So, in a sense, a per-app name (Slides, Sheet, etc.) was just window dressing the real issue--that the first tab is the place to get to the most fundamental features.

Anecdotally in conversation with Office 2007 users, this seems to be true just based on the fact that the vast majority of references to the first tab are "the main tab," "the home tab," "the first tab," etc. In fact, the research has shown the current first tab names are much less sticky than "Review" or "Insert" or "Animations," which are descriptive and accurate.

People are already forming the concept of the first tab as a special place--it's where you start, it's where you spend most of your time, it's where you keep coming back to, and, in fact, it already has a set of special behaviors based on it (like we put you back there when a contextual tab goes away.)

So, when time came to revisit naming for the first tabs, we considered the following inputs:

  • Research indicated that it didn't matter what we called the first tab as long as it was generic enough
  • The current names weren't adding any value at all in terms of usability
  • The tabs are actually highly consistent in their design: fundamental, high-usage commands
  • People already vocalize and think about the tabs as primary, main, home, first...

Based on that, it seemed like it made sense to rename the tab to match the user's own conception of how the UI system works and have a consistent name that indicates the specialness of the high-usage features tab of each program (it's where you start, it's where you spend most of your time, it's where you keep coming back to, it's where we put you back to.)

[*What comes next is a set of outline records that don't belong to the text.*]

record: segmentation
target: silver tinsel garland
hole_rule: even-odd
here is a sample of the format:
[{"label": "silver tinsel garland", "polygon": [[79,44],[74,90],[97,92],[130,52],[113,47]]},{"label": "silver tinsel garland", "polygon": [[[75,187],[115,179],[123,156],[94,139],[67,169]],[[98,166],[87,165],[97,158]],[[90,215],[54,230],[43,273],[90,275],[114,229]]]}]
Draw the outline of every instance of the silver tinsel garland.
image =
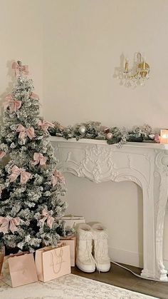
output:
[{"label": "silver tinsel garland", "polygon": [[82,123],[73,126],[63,126],[58,121],[53,121],[54,128],[49,128],[51,136],[63,137],[65,139],[75,138],[95,140],[105,140],[108,144],[123,144],[126,142],[157,142],[158,132],[154,132],[147,124],[134,126],[131,130],[117,126],[107,127],[98,121]]}]

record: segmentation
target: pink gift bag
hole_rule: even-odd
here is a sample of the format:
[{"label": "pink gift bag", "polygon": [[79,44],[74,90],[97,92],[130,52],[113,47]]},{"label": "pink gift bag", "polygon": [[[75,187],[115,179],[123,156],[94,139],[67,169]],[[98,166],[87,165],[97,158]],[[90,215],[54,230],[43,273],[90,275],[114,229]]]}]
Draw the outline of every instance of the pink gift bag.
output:
[{"label": "pink gift bag", "polygon": [[58,247],[43,247],[36,251],[35,263],[38,278],[48,281],[70,273],[70,246],[63,243]]},{"label": "pink gift bag", "polygon": [[33,253],[21,253],[6,255],[1,279],[13,288],[38,281]]},{"label": "pink gift bag", "polygon": [[69,235],[66,238],[61,238],[61,240],[63,240],[65,245],[70,245],[70,266],[75,267],[76,259],[76,237]]}]

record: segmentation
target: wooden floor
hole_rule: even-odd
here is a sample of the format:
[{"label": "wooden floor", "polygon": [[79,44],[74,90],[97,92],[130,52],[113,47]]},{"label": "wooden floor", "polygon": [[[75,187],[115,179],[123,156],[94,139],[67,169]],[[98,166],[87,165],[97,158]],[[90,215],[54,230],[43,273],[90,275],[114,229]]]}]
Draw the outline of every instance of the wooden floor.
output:
[{"label": "wooden floor", "polygon": [[[130,265],[125,265],[137,274],[140,274],[141,272],[140,268]],[[139,278],[115,264],[111,264],[110,271],[104,273],[98,273],[98,272],[86,273],[80,271],[77,267],[72,268],[72,273],[80,276],[127,288],[158,298],[168,299],[168,283],[157,283]]]}]

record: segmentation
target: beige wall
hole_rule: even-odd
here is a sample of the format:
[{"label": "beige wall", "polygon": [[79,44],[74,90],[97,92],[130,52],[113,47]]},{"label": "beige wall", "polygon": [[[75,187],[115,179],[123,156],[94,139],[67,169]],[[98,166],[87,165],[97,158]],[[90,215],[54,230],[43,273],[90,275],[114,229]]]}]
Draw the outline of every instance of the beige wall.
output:
[{"label": "beige wall", "polygon": [[[100,121],[132,126],[168,124],[168,1],[50,0],[46,12],[44,115],[73,124]],[[123,53],[145,52],[150,79],[143,88],[113,78]],[[142,196],[132,183],[94,184],[67,176],[68,211],[109,229],[110,254],[141,264]],[[164,258],[168,260],[168,217]]]},{"label": "beige wall", "polygon": [[[167,126],[167,0],[1,0],[0,95],[13,59],[29,65],[48,120]],[[127,89],[113,78],[123,53],[145,52],[151,78]],[[9,89],[11,86],[9,86]],[[103,222],[116,260],[138,265],[142,196],[130,182],[94,184],[67,175],[68,211]],[[168,260],[168,217],[164,258]],[[168,264],[167,264],[168,265]]]},{"label": "beige wall", "polygon": [[43,28],[41,0],[0,0],[0,99],[14,82],[11,61],[28,64],[35,91],[43,100]]}]

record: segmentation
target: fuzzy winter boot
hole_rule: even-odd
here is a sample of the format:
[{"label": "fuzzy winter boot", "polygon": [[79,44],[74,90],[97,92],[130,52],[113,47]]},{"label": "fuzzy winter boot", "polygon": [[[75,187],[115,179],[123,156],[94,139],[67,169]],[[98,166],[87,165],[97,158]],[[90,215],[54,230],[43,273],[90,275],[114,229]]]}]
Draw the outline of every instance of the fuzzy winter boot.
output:
[{"label": "fuzzy winter boot", "polygon": [[110,260],[108,255],[107,232],[101,224],[96,223],[92,226],[94,239],[94,254],[98,270],[107,272],[110,268]]},{"label": "fuzzy winter boot", "polygon": [[93,230],[88,224],[80,224],[77,230],[77,267],[84,272],[94,272],[95,262],[92,255]]}]

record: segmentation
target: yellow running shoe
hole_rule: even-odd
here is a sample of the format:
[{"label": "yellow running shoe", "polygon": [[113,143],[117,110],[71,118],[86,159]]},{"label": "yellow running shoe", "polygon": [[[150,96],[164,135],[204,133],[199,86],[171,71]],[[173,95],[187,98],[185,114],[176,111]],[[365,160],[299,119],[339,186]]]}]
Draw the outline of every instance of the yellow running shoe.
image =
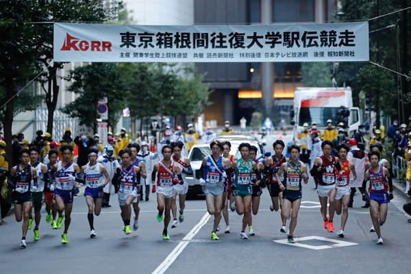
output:
[{"label": "yellow running shoe", "polygon": [[50,223],[51,221],[51,210],[50,210],[50,214],[48,214],[47,216],[46,217],[46,222],[47,222],[47,223]]},{"label": "yellow running shoe", "polygon": [[62,234],[62,244],[68,244],[68,241],[67,240],[67,234],[63,233]]},{"label": "yellow running shoe", "polygon": [[38,229],[34,230],[34,240],[40,240],[40,235],[38,234]]}]

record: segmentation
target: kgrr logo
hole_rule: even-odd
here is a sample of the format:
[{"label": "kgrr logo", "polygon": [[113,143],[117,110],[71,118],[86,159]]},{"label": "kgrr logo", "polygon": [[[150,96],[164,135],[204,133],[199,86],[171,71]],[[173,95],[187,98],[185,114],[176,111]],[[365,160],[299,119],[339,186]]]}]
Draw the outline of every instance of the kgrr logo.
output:
[{"label": "kgrr logo", "polygon": [[108,41],[86,41],[80,40],[79,38],[71,36],[68,33],[64,39],[64,44],[60,51],[71,51],[73,49],[75,51],[111,51],[112,43]]}]

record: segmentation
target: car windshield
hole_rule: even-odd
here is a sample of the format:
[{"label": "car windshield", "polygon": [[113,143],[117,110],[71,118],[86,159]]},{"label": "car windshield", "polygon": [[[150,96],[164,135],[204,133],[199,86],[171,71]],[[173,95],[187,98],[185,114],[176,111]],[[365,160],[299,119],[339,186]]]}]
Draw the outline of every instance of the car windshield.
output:
[{"label": "car windshield", "polygon": [[301,108],[299,111],[299,125],[304,123],[311,125],[313,122],[319,127],[327,126],[327,120],[332,120],[332,125],[336,126],[339,122],[336,114],[340,108]]},{"label": "car windshield", "polygon": [[202,161],[203,158],[211,154],[211,149],[208,147],[193,147],[190,155],[190,162]]}]

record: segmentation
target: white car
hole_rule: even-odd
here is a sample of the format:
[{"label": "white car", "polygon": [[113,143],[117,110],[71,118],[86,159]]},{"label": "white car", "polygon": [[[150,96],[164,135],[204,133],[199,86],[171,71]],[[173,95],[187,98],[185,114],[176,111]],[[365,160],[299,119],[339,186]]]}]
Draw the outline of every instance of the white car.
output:
[{"label": "white car", "polygon": [[[237,158],[240,158],[241,155],[238,151],[238,146],[242,142],[248,142],[251,145],[253,145],[257,147],[257,158],[258,158],[262,154],[261,149],[258,145],[258,142],[256,141],[250,141],[249,140],[221,140],[221,141],[228,140],[232,144],[230,154],[235,155]],[[192,169],[192,176],[187,175],[186,177],[186,181],[188,184],[188,192],[192,194],[203,194],[201,186],[200,186],[200,168],[201,167],[201,163],[203,158],[206,156],[208,156],[211,154],[211,149],[210,148],[210,144],[197,144],[194,145],[190,152],[188,153],[188,159],[190,159],[190,164]]]}]

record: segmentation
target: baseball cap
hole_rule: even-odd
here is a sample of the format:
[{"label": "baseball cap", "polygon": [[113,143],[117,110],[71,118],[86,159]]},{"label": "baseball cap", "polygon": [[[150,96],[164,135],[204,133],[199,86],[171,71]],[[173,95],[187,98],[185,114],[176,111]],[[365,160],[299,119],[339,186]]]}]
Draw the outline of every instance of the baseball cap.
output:
[{"label": "baseball cap", "polygon": [[350,140],[347,142],[347,143],[351,145],[357,145],[357,141],[356,139],[350,139]]}]

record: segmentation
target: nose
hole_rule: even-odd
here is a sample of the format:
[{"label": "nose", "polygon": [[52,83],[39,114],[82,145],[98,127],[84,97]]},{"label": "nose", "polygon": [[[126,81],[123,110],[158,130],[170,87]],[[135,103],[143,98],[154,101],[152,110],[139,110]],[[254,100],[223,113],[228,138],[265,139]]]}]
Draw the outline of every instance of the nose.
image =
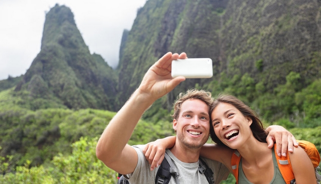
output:
[{"label": "nose", "polygon": [[200,124],[199,121],[199,120],[198,119],[198,118],[197,117],[197,116],[195,117],[191,121],[191,125],[195,127],[199,127]]}]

Once we agreed on this, it was just a matter of choosing from a set of potential names: Home, Main, First, Primary, etc. A couple of people suggested "Edit"--but we found out in Excel that's a bad choice because it's a loaded term and it biases people's expectation of what would be on it negatively.

We also looked at calling this tab the name of the program, but that took away the consistency we had come to think was a good thing. We really needed a short, friendly, name which communicated what the tab was all about.

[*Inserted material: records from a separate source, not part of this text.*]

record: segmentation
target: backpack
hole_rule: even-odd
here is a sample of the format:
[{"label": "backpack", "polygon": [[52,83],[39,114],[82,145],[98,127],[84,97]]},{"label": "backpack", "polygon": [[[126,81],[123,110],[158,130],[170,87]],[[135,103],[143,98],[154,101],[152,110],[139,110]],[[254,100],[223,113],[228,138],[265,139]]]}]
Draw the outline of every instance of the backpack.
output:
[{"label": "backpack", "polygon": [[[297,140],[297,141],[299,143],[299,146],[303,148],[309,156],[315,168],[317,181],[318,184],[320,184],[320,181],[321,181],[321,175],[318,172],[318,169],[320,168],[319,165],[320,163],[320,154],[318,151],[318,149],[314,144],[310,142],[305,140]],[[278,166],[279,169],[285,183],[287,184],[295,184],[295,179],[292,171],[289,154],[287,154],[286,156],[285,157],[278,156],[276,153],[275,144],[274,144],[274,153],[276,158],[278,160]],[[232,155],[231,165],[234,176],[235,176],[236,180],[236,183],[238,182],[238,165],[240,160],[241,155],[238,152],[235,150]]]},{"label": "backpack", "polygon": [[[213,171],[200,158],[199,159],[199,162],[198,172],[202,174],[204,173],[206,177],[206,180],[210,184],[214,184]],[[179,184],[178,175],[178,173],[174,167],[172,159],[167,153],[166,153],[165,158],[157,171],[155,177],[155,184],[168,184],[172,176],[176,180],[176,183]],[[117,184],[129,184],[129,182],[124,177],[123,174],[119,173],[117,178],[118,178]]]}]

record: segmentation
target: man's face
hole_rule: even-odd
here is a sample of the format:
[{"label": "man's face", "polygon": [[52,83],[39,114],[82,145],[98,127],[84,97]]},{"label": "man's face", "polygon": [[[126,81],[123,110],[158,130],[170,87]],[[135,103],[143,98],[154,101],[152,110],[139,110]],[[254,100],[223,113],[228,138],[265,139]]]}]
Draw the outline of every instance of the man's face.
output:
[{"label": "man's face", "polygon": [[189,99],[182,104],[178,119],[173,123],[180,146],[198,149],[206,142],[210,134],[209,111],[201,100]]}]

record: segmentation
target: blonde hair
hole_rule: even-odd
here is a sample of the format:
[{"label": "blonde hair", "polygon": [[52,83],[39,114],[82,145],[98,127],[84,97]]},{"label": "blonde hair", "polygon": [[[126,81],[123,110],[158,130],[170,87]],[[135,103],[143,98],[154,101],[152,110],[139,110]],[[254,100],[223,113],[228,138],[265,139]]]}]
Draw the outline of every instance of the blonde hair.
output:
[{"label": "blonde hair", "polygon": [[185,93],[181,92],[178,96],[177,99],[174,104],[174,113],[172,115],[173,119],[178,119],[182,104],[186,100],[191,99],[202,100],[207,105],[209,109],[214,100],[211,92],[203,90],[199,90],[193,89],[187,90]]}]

In the end, we made the decision to go with the name "Home." We think that it's the best overall choice: it describes the common usage of the tab and it matches people's conception of what the tab is all about. Undoubtably, some people will wish we were naming it something else (or will miss the old names), but I feel confident that this is the right decision.

The change was introduced into the build directly after the Beta 1 Technical Refresh, and it will be in Beta 2.